After performing sampling using the AUOS method proposed in this paper, the data volume for nine types of attack attains a balance. This is because a large number of samples in the dataset used in this paper have a portion of their features missing, and the sparse perception algorithm adopted by XGBoost is able to automatically learn the splitting direction of the sample. XGBoost adds a regular term to the objective function and performs second-order Taylor expansion to improve the classification effect of the model.

5.5. NSSA Results

  • Quantification of NSSA for the IIoT
The judgment matrix is determined by combining Table 1 and the nine-point scale method of the AHP. The weight value of CIA is generated using the sum-product method. The results are shown in Table 7.
Table 7. CIA weighting factors.
In this experiment, the data in the training and testing package are reduced to 300,000 pieces and divided into 60 groups, on average. The data distribution of some of the groups is shown in Figure 8. In combination with the CIA weighting generated in Table 7, Formulas (17)–(19) are used to calculate the situation value of each group. The security situation curves are shown for each stage of the IIoT, as well as for information systems, in Figure 9.
Figure 8. Partial data distribution.
Figure 9. Network security situation curve.
From the analysis presented in Figure 8 and Figure 9, it can be seen that most of the data in the first group represent normal traffic, with only a small number of mitm and ransomware attacks, and the security risk of this group is very low. All of the data of the 10th group represent normal traffic, and so its security status is good. The traffic in group 23 all represents dos attacks, so the security risk faced by IIoT is much higher than in the case of information systems. In group 25, most of the traffic represents injection attacks, while a small amount represents dos attacks. In this case, information systems face a higher level of risk. The traffic in group 36 mainly comprises password attacks, but a small portion is normal traffic. Password attacks do not affect the availability of the attacked host, but the information integrity and confidentiality of the host are affected. Therefore, the security risk of the system is lower at this time, and the level of risk faced by the IIoT is lower than in the case of information systems. The traffic in group 55 consists entirely of backdoor attacks. The successful use of backdoor attacks can seriously affect the integrity and confidentiality of the host’s information, and can also impact the availability of the host. At this point, the system faces a high level of risk, and the level of risk faced by information systems is higher than that faced by the IIoT.
From the above analysis, it can be seen that the method of NSSA for the IIoT based on AHP proposed in this study has good application value. Compared with the quantitative evaluation method for the traditional network situation, this method considers the network characteristics of the IIoT and can more fully describe the network security situation of the IIoT.
2.
Quantification of NSSA for each classification model
In this experiment, the test set data are divided into 43 groups.
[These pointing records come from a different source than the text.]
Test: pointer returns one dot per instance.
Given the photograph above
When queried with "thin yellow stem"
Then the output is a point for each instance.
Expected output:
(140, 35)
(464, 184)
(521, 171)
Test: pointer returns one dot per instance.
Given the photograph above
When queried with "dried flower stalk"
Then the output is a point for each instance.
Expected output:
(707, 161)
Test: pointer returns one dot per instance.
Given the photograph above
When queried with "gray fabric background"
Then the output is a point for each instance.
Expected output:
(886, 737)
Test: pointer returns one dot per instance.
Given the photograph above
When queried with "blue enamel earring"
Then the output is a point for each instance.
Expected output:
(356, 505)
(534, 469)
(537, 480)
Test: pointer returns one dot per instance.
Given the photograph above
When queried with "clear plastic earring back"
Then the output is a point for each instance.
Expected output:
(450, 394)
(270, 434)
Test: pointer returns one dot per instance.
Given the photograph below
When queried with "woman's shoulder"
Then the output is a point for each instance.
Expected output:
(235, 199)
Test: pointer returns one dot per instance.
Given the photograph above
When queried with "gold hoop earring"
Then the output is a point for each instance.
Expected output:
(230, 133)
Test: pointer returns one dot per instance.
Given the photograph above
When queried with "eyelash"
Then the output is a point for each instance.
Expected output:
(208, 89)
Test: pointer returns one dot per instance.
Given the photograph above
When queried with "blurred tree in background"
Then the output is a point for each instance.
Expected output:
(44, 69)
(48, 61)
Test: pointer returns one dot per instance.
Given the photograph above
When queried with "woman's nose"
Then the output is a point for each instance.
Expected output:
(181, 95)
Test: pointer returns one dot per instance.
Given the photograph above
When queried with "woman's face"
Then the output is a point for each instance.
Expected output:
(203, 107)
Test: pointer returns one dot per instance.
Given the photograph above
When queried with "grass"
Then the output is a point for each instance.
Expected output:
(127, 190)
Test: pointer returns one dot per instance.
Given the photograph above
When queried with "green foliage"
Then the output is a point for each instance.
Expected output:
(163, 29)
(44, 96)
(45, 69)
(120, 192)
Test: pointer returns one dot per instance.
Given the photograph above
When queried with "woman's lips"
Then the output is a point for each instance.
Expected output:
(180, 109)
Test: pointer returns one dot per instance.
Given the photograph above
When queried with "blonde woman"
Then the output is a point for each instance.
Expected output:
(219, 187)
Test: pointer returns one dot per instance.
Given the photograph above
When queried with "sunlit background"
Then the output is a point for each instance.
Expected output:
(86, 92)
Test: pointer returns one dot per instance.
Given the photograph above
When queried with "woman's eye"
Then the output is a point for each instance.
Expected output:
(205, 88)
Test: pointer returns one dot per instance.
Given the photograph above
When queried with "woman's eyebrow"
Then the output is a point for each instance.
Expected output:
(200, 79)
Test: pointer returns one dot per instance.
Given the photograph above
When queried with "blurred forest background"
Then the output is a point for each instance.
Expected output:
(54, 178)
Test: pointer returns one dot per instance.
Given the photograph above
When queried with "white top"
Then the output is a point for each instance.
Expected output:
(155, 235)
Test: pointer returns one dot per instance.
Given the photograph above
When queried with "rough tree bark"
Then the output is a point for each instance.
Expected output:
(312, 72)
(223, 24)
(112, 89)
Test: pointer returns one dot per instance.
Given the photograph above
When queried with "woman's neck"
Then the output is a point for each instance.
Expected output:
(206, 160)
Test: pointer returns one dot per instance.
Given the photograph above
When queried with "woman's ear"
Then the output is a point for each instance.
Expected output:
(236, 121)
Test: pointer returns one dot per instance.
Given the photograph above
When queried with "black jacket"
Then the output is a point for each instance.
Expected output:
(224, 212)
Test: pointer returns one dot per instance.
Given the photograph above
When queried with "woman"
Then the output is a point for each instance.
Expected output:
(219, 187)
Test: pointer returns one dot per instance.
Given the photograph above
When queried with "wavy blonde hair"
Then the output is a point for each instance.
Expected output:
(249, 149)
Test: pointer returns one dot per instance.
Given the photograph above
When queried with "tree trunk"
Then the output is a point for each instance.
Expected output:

The IIoT network situation curve drawn using the classification results of different models is shown in Figure 10. Each dataset in the test set uniformly contains a very small number of different attacks. In this case, the network security status value is very low, and the risk to the network is very low. Compared with each curve, the NSSA results obtained using the XGBoost model designed in this paper are closest to the real values, while the evaluation effect of SVM is the worst.
Figure 10. Network security situation curve of each model for the IIoT.

6. Conclusions

To date, many studies have been performed on NSSA, including attack detection and situation assessment. However, there are relatively few studies on IIoT network posture. On the one hand, the complexity of the IIoT networks makes it difficult to obtain posture elements. On the other hand, IIoT has extensvie requirements in terms of achieving real-time performance. Because IIoT networks connect a variety of heterogeneous networks, there are a lot of logical and mathematical operations required in order to perform network security situation assessment based on knowledge-based reasoning, leading to low efficiency and certain limitations when implementing NSSA. In addition, in some industrial system situation acquisition studies, unbalanced data samples in industrial control datasets are not balanced, leading to there being a small number of samples with low extraction accuracy, thus affecting the overall effect. This paper undertakes further research on existing risk assessment methods for industrial control systems.
First of all, in this paper, the characteristics of the IIoT were analyzed, the AHP method was used to analyze the impact factors of the IIoT systems with respect to network security requirements, and the situation assessment results were quantified. Then, XGBoost was used to build a classification model to judge whether the IIoT has been subject to attack, and to determine the category of the attack. In order to solve the problem of unbalanced attack data, an average under-/oversampling method was proposed. The average data volume is taken as the threshold to determine the sampling method for different categories of data, so that the sample data volume will not have too much influence on the efficiency of the model. The experimental results showed that the NSSA method proposed in this paper is able to improve the accuracy of the IIoT network security situation assessment. Under conditions including unbalanced data categories and large sample sizes, the attack classification model constructed in this paper has high accuracy, thus laying a foundation for effective network security situation assessment.
At present, our analysis of the IIoT features only addresses the security of information assets. Using the NSSA model in this paper, it is possible to better understand the destructive power of cyber attacks on IIoT information assets that threaten their stable operation. In the future, we will study the characteristics of the IIoT more comprehensively, optimize its quantitative security metrics, and integrate various factors in order to determine the overall security of the IIoT networks. In addition, the complete dataset of ToN_IoT is used in this paper, and the data volume is large. Reducing the dimensionality of the data will be considered in the future, and the use of other advanced deep learning algorithms, such as CNN, will be continued for conducting experiments and optimizing the threat detection model.

Author Contributions

Conceptualization, J.Y.; Methodology, J.Y. and L.G.; Software, L.G.; Formal analysis, J.Y. and L.G.; Writing—original draft, L.G. All authors have read and agreed to the published version of the manuscript.

Funding

This research received no external funding.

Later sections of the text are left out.